Nexus standards dictate where a company is subject to taxation. Standards differ by state and tax type (e.g., sales/use, income, franchise, withholding, unemployment), but most require some form of physical presence in order for a state to tax an entity. Allowing an employee to work from a state where your company did not previously have nexus may subject you to a filing requirement in that state. For most tax types, allowing an employee to telecommute from another state will meet these nexus thresholds. For instance, the telecommuter could be considered as physical presence in that state by both the employer and employee. Also, if the employer provides the computer to the telecommuter, this could be considered “property” within the state.

For example, a professional-services firm based in Chicago that has previously had no physical presence in Arizona receives a request from an employee for a telecommuting arrangement that would allow him or her to work from a home office in Phoenix. If the arrangement is granted, nexus will be created in Arizona for a number of taxes.

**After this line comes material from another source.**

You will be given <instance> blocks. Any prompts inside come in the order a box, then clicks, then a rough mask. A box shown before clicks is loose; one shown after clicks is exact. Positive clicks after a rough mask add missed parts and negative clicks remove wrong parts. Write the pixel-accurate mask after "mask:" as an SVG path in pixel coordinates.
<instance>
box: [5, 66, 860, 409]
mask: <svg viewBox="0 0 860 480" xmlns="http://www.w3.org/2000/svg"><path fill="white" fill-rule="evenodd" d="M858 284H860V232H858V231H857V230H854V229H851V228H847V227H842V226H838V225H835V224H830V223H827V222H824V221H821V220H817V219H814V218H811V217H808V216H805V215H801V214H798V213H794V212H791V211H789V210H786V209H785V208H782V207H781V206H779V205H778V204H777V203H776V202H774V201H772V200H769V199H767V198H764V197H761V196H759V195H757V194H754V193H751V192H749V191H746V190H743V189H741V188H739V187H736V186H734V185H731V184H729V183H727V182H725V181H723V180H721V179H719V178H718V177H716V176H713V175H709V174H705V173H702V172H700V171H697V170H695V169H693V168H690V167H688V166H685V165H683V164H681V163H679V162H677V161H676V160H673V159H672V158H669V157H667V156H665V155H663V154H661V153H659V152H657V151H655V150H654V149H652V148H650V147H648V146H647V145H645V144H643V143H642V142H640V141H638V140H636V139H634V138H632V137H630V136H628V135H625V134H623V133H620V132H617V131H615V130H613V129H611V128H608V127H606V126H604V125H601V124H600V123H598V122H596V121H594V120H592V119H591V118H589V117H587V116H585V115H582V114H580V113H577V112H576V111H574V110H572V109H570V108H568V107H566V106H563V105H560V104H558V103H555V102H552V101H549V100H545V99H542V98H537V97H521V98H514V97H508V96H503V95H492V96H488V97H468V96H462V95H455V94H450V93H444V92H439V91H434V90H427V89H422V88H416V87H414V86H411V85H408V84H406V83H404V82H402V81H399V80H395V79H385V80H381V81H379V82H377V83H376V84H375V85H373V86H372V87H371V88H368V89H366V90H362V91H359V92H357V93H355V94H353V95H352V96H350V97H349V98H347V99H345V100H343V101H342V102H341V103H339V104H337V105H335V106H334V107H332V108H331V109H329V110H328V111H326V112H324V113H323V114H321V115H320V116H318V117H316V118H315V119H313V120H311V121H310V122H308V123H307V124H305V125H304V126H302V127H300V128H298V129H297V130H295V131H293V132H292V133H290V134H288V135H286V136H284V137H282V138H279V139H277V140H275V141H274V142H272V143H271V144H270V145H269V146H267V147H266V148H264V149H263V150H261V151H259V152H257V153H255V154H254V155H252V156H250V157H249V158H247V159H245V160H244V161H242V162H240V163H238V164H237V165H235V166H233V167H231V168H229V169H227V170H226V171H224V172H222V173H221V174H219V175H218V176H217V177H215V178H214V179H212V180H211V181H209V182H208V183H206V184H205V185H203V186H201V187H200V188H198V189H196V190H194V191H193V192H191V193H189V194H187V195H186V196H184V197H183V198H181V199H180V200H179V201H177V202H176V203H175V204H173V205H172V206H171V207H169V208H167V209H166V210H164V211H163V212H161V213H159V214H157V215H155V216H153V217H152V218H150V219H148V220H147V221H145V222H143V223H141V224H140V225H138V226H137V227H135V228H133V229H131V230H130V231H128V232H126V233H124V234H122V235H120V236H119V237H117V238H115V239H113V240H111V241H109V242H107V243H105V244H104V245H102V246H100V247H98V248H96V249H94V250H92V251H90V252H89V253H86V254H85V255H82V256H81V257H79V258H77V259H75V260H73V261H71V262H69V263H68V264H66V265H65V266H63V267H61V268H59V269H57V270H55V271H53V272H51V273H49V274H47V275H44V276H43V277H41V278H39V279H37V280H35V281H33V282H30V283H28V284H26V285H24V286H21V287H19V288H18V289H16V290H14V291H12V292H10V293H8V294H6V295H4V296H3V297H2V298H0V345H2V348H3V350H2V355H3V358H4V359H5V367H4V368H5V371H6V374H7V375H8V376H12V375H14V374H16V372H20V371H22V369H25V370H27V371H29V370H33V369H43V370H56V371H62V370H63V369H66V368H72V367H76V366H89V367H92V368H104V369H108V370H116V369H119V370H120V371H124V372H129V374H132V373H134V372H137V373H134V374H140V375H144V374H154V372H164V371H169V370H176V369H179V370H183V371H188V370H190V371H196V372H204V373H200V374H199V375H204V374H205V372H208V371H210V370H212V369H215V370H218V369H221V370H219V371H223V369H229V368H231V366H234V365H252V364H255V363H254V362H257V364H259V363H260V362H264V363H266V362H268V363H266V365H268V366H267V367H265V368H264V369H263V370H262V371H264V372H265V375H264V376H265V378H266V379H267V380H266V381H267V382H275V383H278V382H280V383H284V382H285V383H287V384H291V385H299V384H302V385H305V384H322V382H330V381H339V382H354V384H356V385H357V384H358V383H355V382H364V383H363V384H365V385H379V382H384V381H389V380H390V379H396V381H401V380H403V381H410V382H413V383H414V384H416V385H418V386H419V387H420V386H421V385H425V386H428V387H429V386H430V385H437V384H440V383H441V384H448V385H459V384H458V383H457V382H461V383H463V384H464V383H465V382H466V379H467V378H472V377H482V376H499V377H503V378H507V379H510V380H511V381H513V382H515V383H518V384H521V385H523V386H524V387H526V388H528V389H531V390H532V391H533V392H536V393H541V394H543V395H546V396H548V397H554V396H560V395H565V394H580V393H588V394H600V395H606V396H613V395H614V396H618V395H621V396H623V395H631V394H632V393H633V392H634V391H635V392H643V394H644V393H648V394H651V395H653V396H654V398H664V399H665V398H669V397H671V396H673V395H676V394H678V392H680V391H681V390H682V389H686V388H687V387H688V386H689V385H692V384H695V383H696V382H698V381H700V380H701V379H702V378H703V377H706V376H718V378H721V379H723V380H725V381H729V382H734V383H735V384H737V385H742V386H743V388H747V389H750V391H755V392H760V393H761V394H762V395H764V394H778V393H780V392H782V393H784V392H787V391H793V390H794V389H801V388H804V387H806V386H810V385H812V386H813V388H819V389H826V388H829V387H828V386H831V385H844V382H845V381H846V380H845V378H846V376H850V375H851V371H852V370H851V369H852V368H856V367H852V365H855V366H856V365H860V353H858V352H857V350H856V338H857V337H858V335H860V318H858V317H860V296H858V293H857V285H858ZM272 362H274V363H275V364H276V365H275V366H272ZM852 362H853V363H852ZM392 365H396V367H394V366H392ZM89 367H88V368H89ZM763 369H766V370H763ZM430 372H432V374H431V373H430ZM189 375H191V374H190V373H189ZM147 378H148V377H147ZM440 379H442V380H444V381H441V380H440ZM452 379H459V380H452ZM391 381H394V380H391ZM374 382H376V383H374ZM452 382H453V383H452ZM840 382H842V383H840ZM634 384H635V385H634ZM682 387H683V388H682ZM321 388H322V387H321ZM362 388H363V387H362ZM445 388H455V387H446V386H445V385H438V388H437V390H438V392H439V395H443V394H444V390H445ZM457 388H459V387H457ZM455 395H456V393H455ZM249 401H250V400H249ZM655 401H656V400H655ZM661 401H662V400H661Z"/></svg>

Firstly, the firm will be required to withhold Arizona individual income taxes from the employee's wages and pay Arizona payroll taxes. Secondly, the firm will be subject to Arizona sales and use taxes. While few services are subject to sales tax in Arizona, the firm will be subject to use tax on any property transferred to Arizona and all property used in Arizona for which sales tax was not paid. Lastly, the firm will become subject to Arizona income tax. A portion of the firm's income will be apportioned to Arizona and taxed by the state.

Almost every state is aggressively looking for out-of-state businesses in order to export as much tax liability as possible. Nexus is that minimal connection with a state that may allow for collection of income, franchise, employment, and sales taxes from the employer of a telecommuter.

Where will your employee be required to pay tax?

Generally, states tax all income earned by their residents regardless of where the income was earned. To avoid double taxation, many states allow their residents to take a credit for taxes paid to other states. Taxation of nonresidents becomes more complicated.

Of the 41 states that impose a tax on employee wages, 36 tax nonresidents based on the wages earned while physically present in the state. The remaining five states (DE, NE, NJ, NY, and PA) follow a “convenience of the employer” rule. If an employer located in any of these five states pays an employee who is telecommuting from another state, these five states will tax all of the wages paid to the telecommuting nonresident employee unless the telecommuting arrangement was for the “convenience of the employer,” not the employee. This opens the door to potential double taxation of employee wages since the remaining 36 states could very well decide to tax the same wages. Convenience of the employer generally requires that an employee could not perform his or her job at the employer’s premises. Lack of space has not been shown to be for the convenience of the employer.

Conclusion

Telecommuting has grown dramatically in the past several years and can offer needed flexibility in your workplace. However, allowing such an arrangement can subject your company to additional taxes and put you at the mercy of additional tax jurisdictions. Additionally, while a telecommuting arrangement can allow employees greater flexibility, it may subject them to double taxation. An analysis of nexus standards should become a required discussion item in any decision to allow telecommuting.